Using 3D-REMAP, we have made several innovative discoveries. First, we discover that levosimendan, a drug for heart failure, is a novel inhibitor of serine/threonine-protein kinase RIOK1 and a number of other kinases. Second, we uncover that RIOK1 and its associated RNA processing pathway is an effective novel target for multiple types of cancers, especially, lymphoma. Different from existing targeted kinases that harbor the activated mutation, the aberration of RIOK1 is mainly associated with its overexpression. Thus, targeting RIOK1 may provide new opportunities in the cancer treatment. Third, we suggest that levosimendan can be a novel lead compound for developing a more safe and effective anti-cancer therapy to overcome the cardiotoxicity and the drug resistance of existing kinase-targeting drugs, either as a single polypharmacological agent or a component in a drug combination. Our findings may have significant implications in anti-cancer drug discovery and demonstrate the potential of the genome-wide multi-target screening in precision drug discovery.

Results

Rational polypharmacology strategy for discovering dual-indication cross-gene family multi-target agents

The rationale of our multi-target drug screening strategy is that the serious side effect caused by therapeutic target(s) (i.e. on-target effect) or anti-target(s) (i.e. off-target effect) of a drug can be mitigated by its or another drug’s interaction with an off-target, which is against the side effect, as shown in Fig 1A. The drug-off-target interaction can come from a single polypharmacological agent or multiple components in a drug combination. In this study, we focus on searching for marketed drugs that may act as a dual-indication agent that can mitigate the cardiotoxicity of anti-cancer therapy, at the same time, present anti-cancer potency. Contemporary anti-cancer therapeutics, such as tyrosine kinase inhibitors, anthracycline chemotherapy, and immunotherapy, are all associated with the cardiotoxicity [20].

Fig 1

3D-REMAP concept figure.

(A) A one-drug-multi-target-multi-indication strategy to screen drugs that can both enhance therapeutic effect and mitigate side effect. (B) Schema of 3D-REMAP, a multi-target screening platform that integrates structural genomics and chemical genomics data and combines tools from bioinformatics, chemoinformatics, protein-ligand docking, and machine learning. R and Q denote observed protein-chemical interactions in chemical genomics databases, and predicted protein-chemical interactions from ligand binding site similarity coupled with protein-ligand docking, respectively. These two matrices are the input for the machine learning algorithm weighted imputed neighborhood-regularized One-Class Collaborative Filtering (winOCCF) to predict genome-wide drug-target interactions. See Method section for details. DTI: drug-target interaction.
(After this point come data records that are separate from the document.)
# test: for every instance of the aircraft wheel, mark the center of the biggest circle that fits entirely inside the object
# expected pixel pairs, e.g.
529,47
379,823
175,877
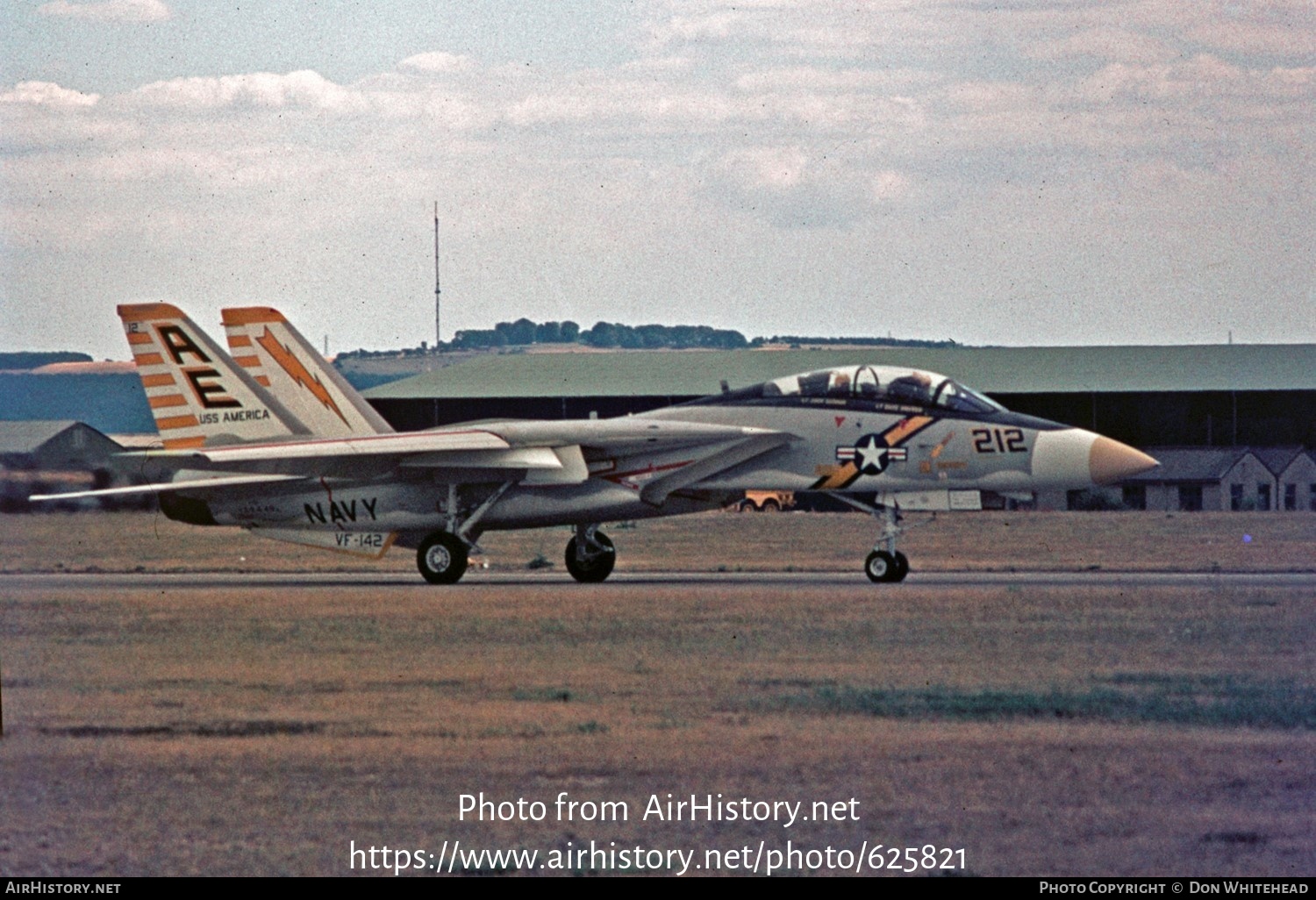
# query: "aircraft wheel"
881,566
441,558
902,568
597,568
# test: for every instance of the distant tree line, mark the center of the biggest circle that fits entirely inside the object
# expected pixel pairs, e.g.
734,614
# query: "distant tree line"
604,334
861,342
26,360
524,332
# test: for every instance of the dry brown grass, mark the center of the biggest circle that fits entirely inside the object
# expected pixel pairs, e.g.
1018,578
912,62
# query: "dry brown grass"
258,731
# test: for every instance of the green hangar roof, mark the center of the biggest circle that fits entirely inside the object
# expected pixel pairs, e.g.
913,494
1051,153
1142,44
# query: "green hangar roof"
994,370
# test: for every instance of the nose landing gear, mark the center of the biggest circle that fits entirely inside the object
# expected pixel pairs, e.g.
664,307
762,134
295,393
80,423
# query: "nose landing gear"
884,563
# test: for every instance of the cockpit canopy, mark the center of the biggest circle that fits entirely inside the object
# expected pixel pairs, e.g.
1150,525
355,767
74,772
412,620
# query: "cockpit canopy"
873,383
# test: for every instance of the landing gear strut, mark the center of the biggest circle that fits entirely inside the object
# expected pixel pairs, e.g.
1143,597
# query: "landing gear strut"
590,555
884,563
442,555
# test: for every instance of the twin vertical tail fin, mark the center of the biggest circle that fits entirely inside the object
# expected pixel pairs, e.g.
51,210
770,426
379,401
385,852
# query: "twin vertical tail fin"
197,392
275,354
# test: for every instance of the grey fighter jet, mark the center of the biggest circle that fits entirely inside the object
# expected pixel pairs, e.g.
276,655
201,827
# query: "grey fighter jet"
273,439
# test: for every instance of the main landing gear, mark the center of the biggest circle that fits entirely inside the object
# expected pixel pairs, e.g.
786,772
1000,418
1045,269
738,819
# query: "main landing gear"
590,555
442,558
884,563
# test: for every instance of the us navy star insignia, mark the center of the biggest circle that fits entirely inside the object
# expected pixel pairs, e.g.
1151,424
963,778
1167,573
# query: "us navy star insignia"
871,454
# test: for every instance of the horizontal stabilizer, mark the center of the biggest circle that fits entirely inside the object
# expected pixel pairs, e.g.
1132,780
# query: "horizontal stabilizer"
163,487
373,545
381,445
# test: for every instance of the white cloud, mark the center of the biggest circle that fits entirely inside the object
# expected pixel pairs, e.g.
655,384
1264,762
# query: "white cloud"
110,11
268,89
47,94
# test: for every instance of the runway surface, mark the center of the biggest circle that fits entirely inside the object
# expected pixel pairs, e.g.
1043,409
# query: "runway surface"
103,581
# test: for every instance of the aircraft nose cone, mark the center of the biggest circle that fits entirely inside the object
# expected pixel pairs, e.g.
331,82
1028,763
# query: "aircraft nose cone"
1110,461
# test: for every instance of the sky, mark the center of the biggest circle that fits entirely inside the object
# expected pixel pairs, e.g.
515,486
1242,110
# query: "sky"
1010,173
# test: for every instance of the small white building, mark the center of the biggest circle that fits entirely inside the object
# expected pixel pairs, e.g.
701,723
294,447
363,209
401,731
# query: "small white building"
1297,483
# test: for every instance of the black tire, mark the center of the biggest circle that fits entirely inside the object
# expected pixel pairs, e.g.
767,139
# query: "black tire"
441,558
595,568
881,566
902,566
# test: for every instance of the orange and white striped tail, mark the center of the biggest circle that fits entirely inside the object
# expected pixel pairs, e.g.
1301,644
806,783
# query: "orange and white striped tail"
275,354
197,395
Hypothesis generation using 3D-REMAP, a genome-scale multi-target screening platform

The rational discovery of the dual-indication therapeutic agent was achieved using a novel genome-scale multi-target screening platform, 3D-REMAP, as illustrated in Fig 1B. 3D-REMAP framework applied here integrates diverse data from structural genomics and chemical genomics, as well as synthesized tools from bioinformatics, chemoinformatics, biophysics, and machine learning. Since each data set alone is biased, incomplete, and noisy, and a single computational or experimental tool has its inherited advantages and limitations, the integrative analysis may provide more comprehensive and reliable results. 3D-REMAP takes four networks as input: a protein-chemical interaction (PCI) network, which is represented by the matrix R. In this study, the matrix R contains 650,581 positively associated chemical-protein pairs for 1,656,274 unique chemicals and 9,685 unique target proteins. In addition to R, two other input networks are a chemical-chemical similarity network and a protein-protein similarity network (not shown in Fig 1B). The details in the construction of PCI, chemical-chemical similarity, and protein-protein similarity networks are presented in the Materials and Methods section.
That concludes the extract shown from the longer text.